To further evaluate the ability of serum Gal-9 to differentiate RA phenotype, we analyzed the distribution pattern of serum Gal-9 values in combination with ACPA titer (Figure 3A). The cut-off values of ACPA titers (200 U/ml) was determined according to the ability to differentiate the inverse correlation between Gal-9 and ACPA titer. When RA patients were grouped according to the presence of high titers ACPA (≧200U/ml), some correlations between circulating Gal-9 and clinical features were identified. In the two dimensional heat-nap consisting serum Gal-9 and ACPA titer, we identified two groups (Figure 3A). Group1 RA patients exhibited high ACPA titers (ACPA≧200 U/ml), and Group 2 RA patients exhibited moderate to low ACPA titers (ACPA<200 U/ml). There was a significant modest correlation between Gal-9 and ACPA titers in Group1 RA patients (r=0.508, p=0.002). Conversely, there was no correlation between Gal-9 and ACPA titer in Group 2 RA patients (r=0.211, p=0.060) suggesting that Gal-9 was not modulated by the status of ACPA titers (Figure 3B). Next we evaluated the correlations between Gal-9 and clinical parameters in subdivided Group 1 or Group 2 RA patients. A significant correlations between circulating Gal-9 and inflammatory markers, ESR (r=0.451, p<0.001) or DAS28-ESR (r=0.331, p=0.004) were identified in RA patients with low titers of ACPA (<200U/ml). However, there was no correlation between circulating Gal-9 and these parameters (r=0.203, p=0.249 and r=0.160, p=0.365) in RA patients with high titers of ACPA (≧200U/ml) (Figure 4A, 4B). Similarly, in RA patients with high titers of ACPA (≧200U/ml), there was no correlation between serum Gal-9 and MMP-3 (r=0.111, p=0.519), whereas serum Gal-9 levels were significantly correlated with serum MMP-3 (r=0.300. p=0.007) in RA patients with low titers of ACPA (<200U/ml) (Figure 4C). These findings suggest that serum Gal-9 were upregulated in link to autoimmune response in RA patients with high titer ACPA. In contrast, serum Gal-9 was upregulated in response to inflammatory mediators in RA patients with low titers of ACPA.

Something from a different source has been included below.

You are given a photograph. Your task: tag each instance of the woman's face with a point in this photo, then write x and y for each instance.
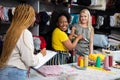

From a clinical point of view, the circulating Gal-9 were compared according to the presence or absence of clinical remission in these sub-grouped RA patients (Figure 5). In RA patients low titers of ACPA (<200U/ml), circulating Gal-9 were significantly higher in patients without clinical remission compared to those with clinical remission (8252 pg/ml [IQR: 5870–10996] versus 7103 pg/ml [IQR: 5328–8357], p=0.013). There was no significant difference in circulating Gal-9 between patients with and without clinical remission (10647 pg/ml [IQR: 6960–13367] versus 8635 pg/ml [IQR: 6372–10092], p=0.703) in RA patients with high titers of ACPA (≧200U/ml).
Finally, we subdivided RA patients according to the progressing of joint damage (Stage) and we evaluated the relationship between serum Gal-9 and progressive joint damage. As shown in Figure 6A, RA patients with advanced articular lesions (Stage Ⅱ-Ⅳ) had significantly higher levels of circulating Gal-9 compared to those without advanced articular lesions (Stage I) (8790 pg/ml [IQR: 5631–10953] versus 7103 pg/ml [IQR: 5882–8810], p=0.023). There was a significant difference in circulating Gal-9 between those with and without advanced articular lesions (Stage Ⅱ-Ⅳ) in RA patients low titers of ACPA (7367 pg/ml [IQR: 5931–10109] versus 7009 pg/ml [IQR: 4602–9450] p=0.004). In contrast, there was no significant difference in circulating Gal-9 between those with and without advanced articular lesions (Stage Ⅱ-Ⅳ) in RA patients with high titers of ACPA (10146 pg/ml [IQR: 8771–12257] versus 5882 pg/ml [IQR: 5053–8138], p=0.182) (Figure 6B).